Inoltre, il personale Ata viene completamente ignorato dalla legge quasi fosse invisibile e invece è fondamentale per garantire il funzionamento delle scuole e il piano dell'offerta formativa. La mancia da valutazione, ne siamo certi, non stimola, non motiva, non induce un docente a "fare meglio", ma procede con spirito competitivo a forme di sottrazione, secondo la logica "quel che faccio io, non devi e non puoi farlo tu, che sei mio collega". Il rischio è che ogni Collegio dei docenti si trasformi in una sorta di felliniana "Prova d'orchestra", un tutti contro tutti, a danno degli studenti e dell'equilibrio stesso dell'istituto scolastico. E si sbaglia a pensare che la "corsa al merito" possa diventare col tempo una sorta di "corsa verso le grazie del dirigente"? No, non è così che si premia il prezioso lavoro dei docenti e del personale Ata. E non è così che si premiano neppure le fatiche organizzative dei dirigenti scolastici. Occorre ben altro.

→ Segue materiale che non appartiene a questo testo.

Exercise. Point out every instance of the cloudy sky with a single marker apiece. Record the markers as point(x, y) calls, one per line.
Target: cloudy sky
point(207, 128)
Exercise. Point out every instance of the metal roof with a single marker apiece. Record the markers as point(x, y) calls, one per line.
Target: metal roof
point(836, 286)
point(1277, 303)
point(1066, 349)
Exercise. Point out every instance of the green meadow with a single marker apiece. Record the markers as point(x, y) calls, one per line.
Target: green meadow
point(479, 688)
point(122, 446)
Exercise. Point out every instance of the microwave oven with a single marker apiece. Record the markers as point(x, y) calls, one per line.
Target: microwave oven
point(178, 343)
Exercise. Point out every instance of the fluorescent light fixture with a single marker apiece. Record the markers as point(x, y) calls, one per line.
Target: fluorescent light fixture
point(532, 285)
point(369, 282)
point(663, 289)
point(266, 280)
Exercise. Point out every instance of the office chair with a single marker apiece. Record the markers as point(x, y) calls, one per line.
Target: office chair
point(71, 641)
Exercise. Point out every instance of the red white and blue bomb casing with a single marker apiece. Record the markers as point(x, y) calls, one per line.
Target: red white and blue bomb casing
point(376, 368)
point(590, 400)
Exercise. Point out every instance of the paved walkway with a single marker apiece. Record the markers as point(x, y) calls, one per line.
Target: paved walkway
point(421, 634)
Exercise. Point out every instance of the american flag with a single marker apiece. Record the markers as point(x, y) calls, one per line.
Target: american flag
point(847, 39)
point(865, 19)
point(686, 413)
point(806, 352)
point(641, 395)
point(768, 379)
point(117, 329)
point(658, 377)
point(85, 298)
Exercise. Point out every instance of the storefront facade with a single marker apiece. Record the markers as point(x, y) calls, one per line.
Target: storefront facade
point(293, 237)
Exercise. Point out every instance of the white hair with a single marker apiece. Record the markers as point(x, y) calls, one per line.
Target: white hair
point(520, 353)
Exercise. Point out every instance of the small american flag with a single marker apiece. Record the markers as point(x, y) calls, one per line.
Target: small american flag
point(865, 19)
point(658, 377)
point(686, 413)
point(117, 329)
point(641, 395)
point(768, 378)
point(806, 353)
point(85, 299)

Occorre, ad esempio, procedere al rinnovo dei contratti, tanto del personale della scuola, quanto di quello dell'intero personale del Pubblico impiego. È quella la sede per valorizzare competenze e professionalità. Occorre, ad esempio, restituire alla classe docente il valore pubblico che merita, senza sottoporla a continui stress legislativi sulla formazione, il reclutamento, le forme di precariato, la promessa di mance, o "bonus", come si dice con parola infelice. E occorre tornare a una considerazione che divenga senso comune, a partire da chi svolge mansioni e responsabilità pubbliche e di governo, per cui la funzione e il senso della scuola è di fare in modo che ogni alunno o studente "raggiunga da se stesso la conoscenza" garantendo a tutti l'accesso all'istruzione e il successo formativo. Proprio come scriveva Gramsci.